Well, today sucked.

Indivior, as some predicted, tanked on its rival getting FDA approval. Those who said that I should have done more research on it have every right to gloat, but I stand by my decision. This is portfolio is designed to take the human bit out of trading because I know I’m not good at making those kind of calls. It is the price I pay. That said, I’m quite relieved in my prior post I set up a ‘paper’ stoploss for my paper portfolio of 10% in a day, allowing me to offload this share. 


Of course, being a paper portfolio, there is no market to sell to. For (an attempt) realism and honesty with myself, at the end of the day I reviewed the days trading graph. It opened lower than my stop loss, and fell quickly. In the end, I decided a ‘realistic’ stop loss price might have been around the 400 mark, so ‘sold’ at that. All in all, I lost about 2% on it, but it had been a nice little earner up over 20%. On a generally bad day in the markets generally, diversification kept my total losses today at 1.2%

Learning point: I need to firm up some trailing stop loss rules

Other updates

Royal Mail shares also took a hit after a not so great trading update. It’s one week movement dropped 13%, so was cut. The majority of my holding was still up 20%, but a more recent top up lost 7%.

At the beginning of June I bought into RM at 226p. This was one of my earlier momentum quality focused picks, with quality at 81, value at 68, and momentum at 97.

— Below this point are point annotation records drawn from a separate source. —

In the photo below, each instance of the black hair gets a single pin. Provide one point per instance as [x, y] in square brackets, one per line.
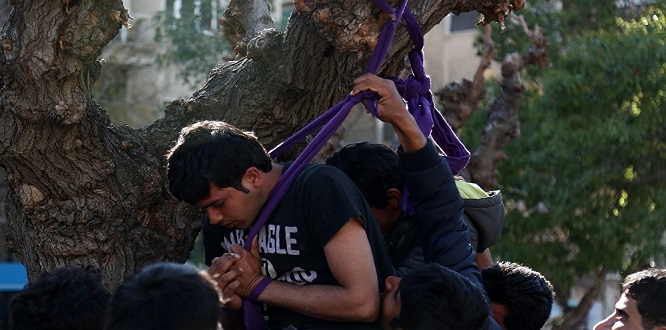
[648, 288]
[435, 297]
[374, 169]
[212, 152]
[69, 297]
[165, 296]
[527, 295]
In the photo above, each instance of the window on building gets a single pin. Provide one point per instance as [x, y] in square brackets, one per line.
[204, 13]
[287, 9]
[464, 22]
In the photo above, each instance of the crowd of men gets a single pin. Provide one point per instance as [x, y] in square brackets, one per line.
[378, 238]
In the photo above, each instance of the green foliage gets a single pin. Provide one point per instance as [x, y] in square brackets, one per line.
[585, 180]
[195, 44]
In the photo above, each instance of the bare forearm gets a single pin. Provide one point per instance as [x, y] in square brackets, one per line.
[328, 302]
[410, 135]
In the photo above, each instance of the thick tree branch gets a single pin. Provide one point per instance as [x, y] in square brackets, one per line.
[502, 123]
[461, 100]
[251, 21]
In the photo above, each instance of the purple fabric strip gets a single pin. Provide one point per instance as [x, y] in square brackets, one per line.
[254, 295]
[420, 103]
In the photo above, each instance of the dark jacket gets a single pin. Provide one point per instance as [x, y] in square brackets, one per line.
[438, 210]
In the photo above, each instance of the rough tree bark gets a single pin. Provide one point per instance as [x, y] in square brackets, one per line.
[85, 191]
[460, 100]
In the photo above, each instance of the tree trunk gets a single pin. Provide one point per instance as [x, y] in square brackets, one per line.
[85, 191]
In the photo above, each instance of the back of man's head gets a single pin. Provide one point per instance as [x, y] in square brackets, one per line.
[69, 297]
[165, 296]
[374, 169]
[435, 297]
[212, 152]
[648, 288]
[525, 293]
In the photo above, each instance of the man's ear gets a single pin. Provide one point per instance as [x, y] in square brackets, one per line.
[394, 196]
[252, 177]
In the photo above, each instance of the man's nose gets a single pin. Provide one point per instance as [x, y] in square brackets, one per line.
[214, 217]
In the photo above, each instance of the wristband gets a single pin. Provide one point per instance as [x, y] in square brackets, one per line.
[254, 295]
[227, 311]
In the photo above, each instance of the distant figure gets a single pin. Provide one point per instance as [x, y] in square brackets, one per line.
[642, 305]
[68, 298]
[165, 296]
[521, 298]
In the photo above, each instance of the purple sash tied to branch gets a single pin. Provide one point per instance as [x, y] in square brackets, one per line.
[415, 89]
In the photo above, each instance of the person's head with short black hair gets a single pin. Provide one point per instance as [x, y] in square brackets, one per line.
[165, 296]
[69, 297]
[648, 288]
[374, 169]
[212, 152]
[434, 297]
[521, 297]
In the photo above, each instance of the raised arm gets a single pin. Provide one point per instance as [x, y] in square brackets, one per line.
[392, 110]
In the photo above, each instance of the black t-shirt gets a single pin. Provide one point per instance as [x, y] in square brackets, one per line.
[291, 243]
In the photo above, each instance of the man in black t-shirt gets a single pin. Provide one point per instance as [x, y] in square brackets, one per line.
[322, 255]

Picton was sold shortly after as its quality rank dropped below 40, banking me about 7%. Camellia went next (down 6%), along with Ocean Wilsons Holdings (down 4%). These last two have been an experiment on stop losses. Based on a suggestion by a commenter, I’ve been mulling over the idea of graded stop losses, based on risk rating. Provisionally:

  • Conservative stocks – 5% trailing stop. Or drop of 5% over the last week/month
  • Balanced and adventurous – 8% trailing stop, or drop of 8% over the last week/month
  • Speculative – 10% trailing stop, or drop of 10% over the last week/month.